И, едва после окончания войны была снова разрешена частная торговля, на рынок хлынули огромные капиталы, накопленные во время обеих войн. Рулили ими отнюдь не мелкие лавочники, а крупные оптовики, имевшие собственные склады, мельницы, агентов-заготовителей, агентов по сбыту. Ни царское правительство, ни Временное их практически не преследовало, большевистское преследовало, но не сумело. И эти оптовики, оборзевшие за время полной безнаказанности, бесстрашно кинулись играть в азартные игры с государством.

Государство обязано заботиться о выживании населения — этого требует национальная безопасность. Советское правительство с самого начала взяло на себя обязательства снабжать города и отчасти крестьянскую бедноту недорогим  хлебом (на самом деле не только хлебом, но и вообще дешевым продовольствием, но мы для наглядности станем говорить только о хлебе). И сразу же схлестнулось на хлебном рынке с частным торговцем. Во время войны с ним разговаривали конфискацией, а то и пулей — но война закончилась.

Как функционировал рынок Советской России? Государство покупало зерно у крестьян по среднерыночным ценам, и дешево продавало его населению. А государственные закупки оседлал частник. Он всегда мог установить закупочные цены чуть выше государственных, перехватить основную часть товарного хлеба и, воспользовавшись образовавшейся нехваткой, продать его на черном рынке. Без прибыли он не оставался в любом случае — и чем больше нехватка, тем больше прибыль. Частный рынок был объективно заинтересован в организации голода. Могло ли правительство позволить ему такие фокусы? Смешной вопрос.

Есть, правда, для таких случаев наработанный механизм — выбросить на рынок большую массу зерна, сбить цены и потом скупить его обратно. Так государство окажется еще и в выигрыше, продавая хлеб дорого и получая его обратно дешево. Но для этого оно должно иметь резервы зерна. А резервов у Советской России не было. Все излишки шли на экспорт — чтобы купить хотя бы самые необходимые промышленные товары, поскольку в разоренной стране не производилось практически ничего.

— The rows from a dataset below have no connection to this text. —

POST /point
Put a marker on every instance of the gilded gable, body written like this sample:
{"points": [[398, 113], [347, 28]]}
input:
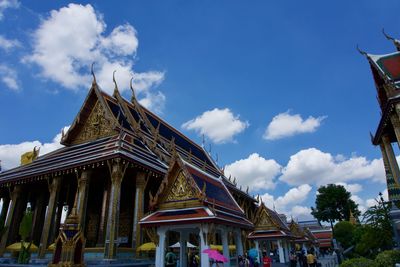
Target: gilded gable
{"points": [[95, 127], [265, 222], [180, 190]]}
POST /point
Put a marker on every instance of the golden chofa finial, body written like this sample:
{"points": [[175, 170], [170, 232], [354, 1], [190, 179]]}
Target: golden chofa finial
{"points": [[94, 76], [115, 82], [361, 51], [133, 98]]}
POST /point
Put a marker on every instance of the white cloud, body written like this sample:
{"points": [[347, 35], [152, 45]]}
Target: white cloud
{"points": [[220, 125], [5, 4], [9, 77], [352, 188], [71, 38], [301, 213], [255, 172], [285, 125], [313, 166], [289, 202], [8, 44], [10, 154]]}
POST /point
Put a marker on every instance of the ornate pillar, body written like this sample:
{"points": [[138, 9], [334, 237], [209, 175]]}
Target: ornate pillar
{"points": [[281, 253], [160, 247], [238, 242], [4, 210], [14, 197], [103, 215], [391, 158], [38, 217], [54, 189], [204, 260], [225, 246], [117, 170], [141, 183], [83, 184], [183, 238]]}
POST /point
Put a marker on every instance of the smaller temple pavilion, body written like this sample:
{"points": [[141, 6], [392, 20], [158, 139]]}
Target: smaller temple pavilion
{"points": [[192, 202], [302, 236], [271, 233]]}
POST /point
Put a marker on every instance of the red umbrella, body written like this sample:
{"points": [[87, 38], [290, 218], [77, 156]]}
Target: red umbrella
{"points": [[214, 254]]}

Государство не могло и повышать заготовительные цены. Частная хлебная торговля состояла из двух звеньев: городского и сельского, нэпмана и кулака. При повышении заготовительных цен получалась перекачка госбюджета в карман деревенского спекулянта, если же цены не повышались, уже городской частник-нэпман снимал с рынка зерно, вызывал искусственный голод и получал огромные прибыли. Мощность частного рынка была настолько велика, что этот нехитрый механизм из года в год приводил к голоду — при любом урожае, хорошем, плохом, небывалом — любом!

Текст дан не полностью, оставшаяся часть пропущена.